Web & Interface Design
Every tool I build gets an interface people want to use. I design and build responsive web applications, working equally on desktop and mobile, with a focus on clean layout, usability and user experience. Automation only pays off if the people it is built for enjoy using it.
Give every automation or AI tool a clean, responsive interface rather than a raw script or an API.
Design for real use: clear layout, sensible flows, and an experience that does not need a training session.
Build the design and the front end together, so what is designed is what actually ships.
Design and build as one
I design the interface and implement it myself, which keeps layout, motion and responsiveness realistic instead of a mockup someone else has to reinterpret.
Desktop and mobile from the start
Responsive behaviour is part of the design, not something retrofitted once the desktop version is finished.
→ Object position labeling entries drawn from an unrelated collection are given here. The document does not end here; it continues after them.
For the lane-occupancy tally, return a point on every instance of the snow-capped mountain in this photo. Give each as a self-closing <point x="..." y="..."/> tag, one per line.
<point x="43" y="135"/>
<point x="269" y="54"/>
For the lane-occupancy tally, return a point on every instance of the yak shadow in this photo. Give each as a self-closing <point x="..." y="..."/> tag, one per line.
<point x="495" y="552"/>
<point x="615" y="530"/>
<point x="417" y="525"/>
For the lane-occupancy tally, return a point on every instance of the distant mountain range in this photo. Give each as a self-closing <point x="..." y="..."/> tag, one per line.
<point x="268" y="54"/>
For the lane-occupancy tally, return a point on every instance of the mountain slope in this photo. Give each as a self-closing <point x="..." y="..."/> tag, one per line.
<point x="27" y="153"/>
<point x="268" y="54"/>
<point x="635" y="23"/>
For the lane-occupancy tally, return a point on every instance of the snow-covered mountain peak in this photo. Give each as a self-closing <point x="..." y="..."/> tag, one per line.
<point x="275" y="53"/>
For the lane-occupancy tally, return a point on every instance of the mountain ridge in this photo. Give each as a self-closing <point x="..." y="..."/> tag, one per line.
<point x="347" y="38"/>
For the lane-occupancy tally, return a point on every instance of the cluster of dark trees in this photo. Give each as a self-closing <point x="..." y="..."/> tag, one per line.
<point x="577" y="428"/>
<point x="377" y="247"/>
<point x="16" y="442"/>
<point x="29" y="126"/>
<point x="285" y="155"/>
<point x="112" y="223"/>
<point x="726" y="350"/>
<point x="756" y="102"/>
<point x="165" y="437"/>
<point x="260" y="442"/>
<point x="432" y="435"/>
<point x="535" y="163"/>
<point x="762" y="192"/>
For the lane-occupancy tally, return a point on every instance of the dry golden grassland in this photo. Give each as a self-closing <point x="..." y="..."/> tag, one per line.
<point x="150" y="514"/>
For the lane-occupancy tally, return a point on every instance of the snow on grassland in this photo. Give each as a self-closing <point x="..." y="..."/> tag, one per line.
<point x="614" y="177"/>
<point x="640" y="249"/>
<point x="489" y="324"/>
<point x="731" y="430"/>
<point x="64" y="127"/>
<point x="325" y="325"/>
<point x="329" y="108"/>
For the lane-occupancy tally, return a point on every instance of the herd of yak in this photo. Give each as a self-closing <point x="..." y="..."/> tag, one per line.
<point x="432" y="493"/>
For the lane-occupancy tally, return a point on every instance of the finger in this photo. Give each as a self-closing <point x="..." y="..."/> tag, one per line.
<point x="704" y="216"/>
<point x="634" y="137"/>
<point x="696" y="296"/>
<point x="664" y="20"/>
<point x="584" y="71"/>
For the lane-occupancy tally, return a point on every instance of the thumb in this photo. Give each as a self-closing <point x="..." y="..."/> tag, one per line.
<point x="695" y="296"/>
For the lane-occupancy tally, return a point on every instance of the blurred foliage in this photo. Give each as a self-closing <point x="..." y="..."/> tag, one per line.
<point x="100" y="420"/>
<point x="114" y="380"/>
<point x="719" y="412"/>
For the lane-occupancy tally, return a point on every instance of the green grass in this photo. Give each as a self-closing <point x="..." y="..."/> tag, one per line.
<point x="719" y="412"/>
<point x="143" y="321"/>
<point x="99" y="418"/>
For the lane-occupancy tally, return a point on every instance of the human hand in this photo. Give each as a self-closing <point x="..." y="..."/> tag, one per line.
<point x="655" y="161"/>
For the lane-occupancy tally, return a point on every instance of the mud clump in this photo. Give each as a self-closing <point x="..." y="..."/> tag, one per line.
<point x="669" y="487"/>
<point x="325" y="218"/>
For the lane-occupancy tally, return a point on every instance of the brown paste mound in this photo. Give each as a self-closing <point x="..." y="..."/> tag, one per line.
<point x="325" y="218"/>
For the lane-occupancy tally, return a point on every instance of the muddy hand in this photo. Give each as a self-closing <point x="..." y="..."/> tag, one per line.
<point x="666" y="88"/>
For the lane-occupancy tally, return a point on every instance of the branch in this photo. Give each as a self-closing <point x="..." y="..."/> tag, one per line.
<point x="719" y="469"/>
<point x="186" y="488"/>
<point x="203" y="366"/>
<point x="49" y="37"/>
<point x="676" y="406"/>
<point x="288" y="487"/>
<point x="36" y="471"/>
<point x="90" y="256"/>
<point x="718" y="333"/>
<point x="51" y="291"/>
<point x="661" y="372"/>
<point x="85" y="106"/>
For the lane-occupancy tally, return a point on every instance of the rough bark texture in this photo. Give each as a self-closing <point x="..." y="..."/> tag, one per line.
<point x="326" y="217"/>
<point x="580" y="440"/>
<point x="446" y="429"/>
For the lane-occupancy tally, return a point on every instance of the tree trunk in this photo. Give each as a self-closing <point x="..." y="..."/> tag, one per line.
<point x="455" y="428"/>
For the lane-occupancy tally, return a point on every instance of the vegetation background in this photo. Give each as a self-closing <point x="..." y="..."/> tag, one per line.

Take the experience seriously
A tool that automates a process still has to be pleasant to use. Getting that right is what makes people adopt it instead of avoiding it.
Do you design as well as develop?
Both, and I prefer to do them together. Designing and building the same interface means the visual design, the motion and the responsive behaviour are tested for real rather than handed over as a static file.
Why does interface design matter for an automation project?
Because adoption decides whether the automation delivers anything. If the tool that digitalises a process is unpleasant to use, people work around it. A good interface is what turns a working system into a used system.
Do you build mobile interfaces too?
Yes. The web applications I build are responsive and designed to work properly on mobile, not just to survive being resized.